Possible avenues to radical New PoS (and new space-hardness assumptions)

Creator

Created

May 22, 2023 7:40 AM

Space-Hardness Assumption

Note: We will only focus on base step computation review and we will postpone the review on protocol constructions.

A general theoretical treatment

One could conceive a completely new design for PoS that does not use SHA, but some other type of cost assumptions. These costs assumptions could consist of, e.g.,:

pairing
VDFs
multiscalar exponentiations (MSM), actually used in Aleo; see also here
FFTs
VCs

NB: the current document is a general treatment of this flavor of alternative assumptions. That means that there could be specific assumptions, such as VDFs which are easier to exploit. VDF exploration is still in progress.

We need to answer two questions in order to use them:

What is a way to abstract these objects and how could one use them to build Po(U)S?

Let’s work out the first part the question, first. Let’s take the assumption in Aleo as a study case for example:

if a party has only limited preprocessing time it will have to spend time $T_B$ to compute a batch of MSMs of size B.

Each MSM can be described as an oracle $O(\cdot)$ whose cost is somewhat non amortizable. It can be seen as a proof of (useful) work. (It is “useful” because MSMs have their usage in larger systems such as SNARKs, so this output can be used in a proof system for example).

Now that we have the abstraction, we could ask: how can we use it to build PoS?

There are additional difficulties here: how do we go from work to space?
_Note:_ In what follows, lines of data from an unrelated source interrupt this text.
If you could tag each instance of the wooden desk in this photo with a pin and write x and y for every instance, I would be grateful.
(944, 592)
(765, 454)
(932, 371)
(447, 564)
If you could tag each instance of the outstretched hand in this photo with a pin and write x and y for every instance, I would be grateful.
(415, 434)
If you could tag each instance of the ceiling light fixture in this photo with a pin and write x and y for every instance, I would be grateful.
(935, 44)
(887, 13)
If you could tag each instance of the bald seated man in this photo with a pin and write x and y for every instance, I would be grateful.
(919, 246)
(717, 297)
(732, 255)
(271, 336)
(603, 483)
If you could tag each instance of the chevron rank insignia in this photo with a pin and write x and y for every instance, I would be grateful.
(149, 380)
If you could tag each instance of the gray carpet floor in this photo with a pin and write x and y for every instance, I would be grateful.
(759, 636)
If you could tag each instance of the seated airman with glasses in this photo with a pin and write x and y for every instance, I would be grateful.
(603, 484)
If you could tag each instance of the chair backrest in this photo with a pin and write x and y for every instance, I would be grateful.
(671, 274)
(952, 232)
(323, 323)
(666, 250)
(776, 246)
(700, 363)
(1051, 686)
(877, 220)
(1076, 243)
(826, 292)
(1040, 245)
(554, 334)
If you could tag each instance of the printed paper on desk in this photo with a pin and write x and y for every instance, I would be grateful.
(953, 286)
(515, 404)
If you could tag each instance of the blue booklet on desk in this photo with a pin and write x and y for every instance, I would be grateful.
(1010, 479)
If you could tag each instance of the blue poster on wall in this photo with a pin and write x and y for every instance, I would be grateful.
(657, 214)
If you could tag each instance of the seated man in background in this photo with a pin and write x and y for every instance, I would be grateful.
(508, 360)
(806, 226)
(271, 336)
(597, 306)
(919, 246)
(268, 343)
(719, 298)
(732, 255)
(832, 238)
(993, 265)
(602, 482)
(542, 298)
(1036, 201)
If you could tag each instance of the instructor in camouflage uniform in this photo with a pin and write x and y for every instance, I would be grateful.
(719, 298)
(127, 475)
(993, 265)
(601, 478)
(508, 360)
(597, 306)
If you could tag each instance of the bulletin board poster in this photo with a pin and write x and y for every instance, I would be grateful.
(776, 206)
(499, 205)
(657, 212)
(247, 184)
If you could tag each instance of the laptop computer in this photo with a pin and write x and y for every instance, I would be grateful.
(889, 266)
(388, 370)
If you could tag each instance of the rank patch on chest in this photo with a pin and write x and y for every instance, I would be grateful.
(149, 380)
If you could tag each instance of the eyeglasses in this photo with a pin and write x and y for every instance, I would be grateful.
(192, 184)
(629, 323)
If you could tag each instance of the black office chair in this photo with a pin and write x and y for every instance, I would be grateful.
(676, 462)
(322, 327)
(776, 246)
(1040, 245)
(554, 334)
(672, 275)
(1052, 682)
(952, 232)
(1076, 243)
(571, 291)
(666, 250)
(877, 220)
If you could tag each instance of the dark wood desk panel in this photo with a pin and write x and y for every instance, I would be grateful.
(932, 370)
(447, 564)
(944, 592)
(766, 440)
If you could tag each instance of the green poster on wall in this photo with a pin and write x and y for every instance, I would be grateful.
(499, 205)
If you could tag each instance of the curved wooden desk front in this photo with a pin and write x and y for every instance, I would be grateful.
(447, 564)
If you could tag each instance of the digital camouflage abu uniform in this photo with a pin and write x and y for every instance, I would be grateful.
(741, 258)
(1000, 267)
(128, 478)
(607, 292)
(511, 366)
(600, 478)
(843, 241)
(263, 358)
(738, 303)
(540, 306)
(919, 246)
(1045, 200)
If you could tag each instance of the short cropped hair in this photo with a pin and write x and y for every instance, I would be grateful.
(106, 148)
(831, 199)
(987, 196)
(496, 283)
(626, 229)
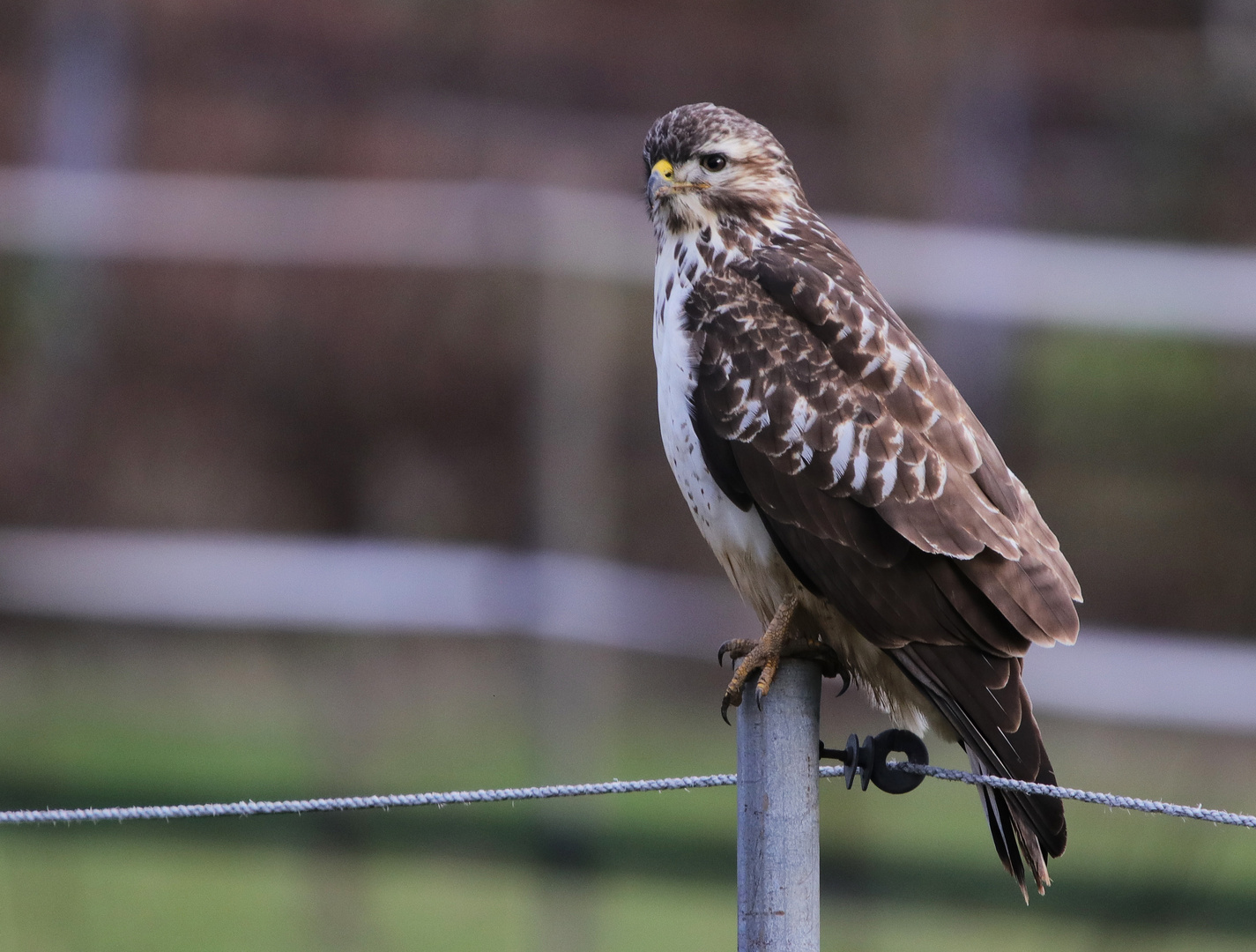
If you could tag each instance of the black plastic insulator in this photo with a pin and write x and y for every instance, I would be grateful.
(869, 760)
One way to do that could be through the following design, partly based on the designs already in PoS. Take a graph (e.g. SDR) and replace its parent-child relationship with something else.\

Right now the parent-child relationship is

child = H(parents[child]) (1)

We could make it become

child = O(parents[child]) (2)

in order to instead use the oracle O. The advantage of this could be that the oracle O (an MSM) is quite algebraic and its costs are lower in a SNARK (compared to SHA).

However, (2) is not quite secure: this type of graphs need a random oracle property when going from parents to children (that is what SHA provides). We could then change it to this :

child = H(O(parents[child])) (3)

It may still be an improvement because now the size of the hashed object is quite smaller.

NB: we need to use the fact that O is a CRHF for security.

The security is not immediate and may be only heuristical. For example one could need to answer the following (which is possibly false):

Q: Can one argue that H(O( )) is a RO for an easier proof of security?

(One could also consider the opposite order:

child = O(H(parents[child]))

pro: here it is easier to argue that the parents are absolutely necessary for computation
con: one is losing efficiency (we are just adding cost)

)

Bottom line on cost assumptions:

There seems to be a high risk and low reward in exploring this now.

It would require substantial effort on:

properly abstracting the approach and proving its security

this would be a completely different paradigm of PoS

finding an assumption that might offer both the security we are looking for and the efficiency gains we are hoping for

the probability of finding a good assumption is probably low and uncertain:

we could find an assumption with an external canary potentially (e.g. the assumption in Aleo)

but none of these look as well-established and reliable as SHA and its main canary, bitcoin

even if we found a promising assumption, what is the probability we assign to an assumption staying promising

At the current stage, more concrete and familiar directions seem like a better bet

we can explore this new flavor of PoS after we have a new stable PoS

Other bottom lines/questions:

the one in the text could be used as a way to leverage PoW to obtain PoS
what are we obtaining concretely as an improvement here?
The problem of assumption remains:

what underlying assumptions are we confident enough to base ourselves on?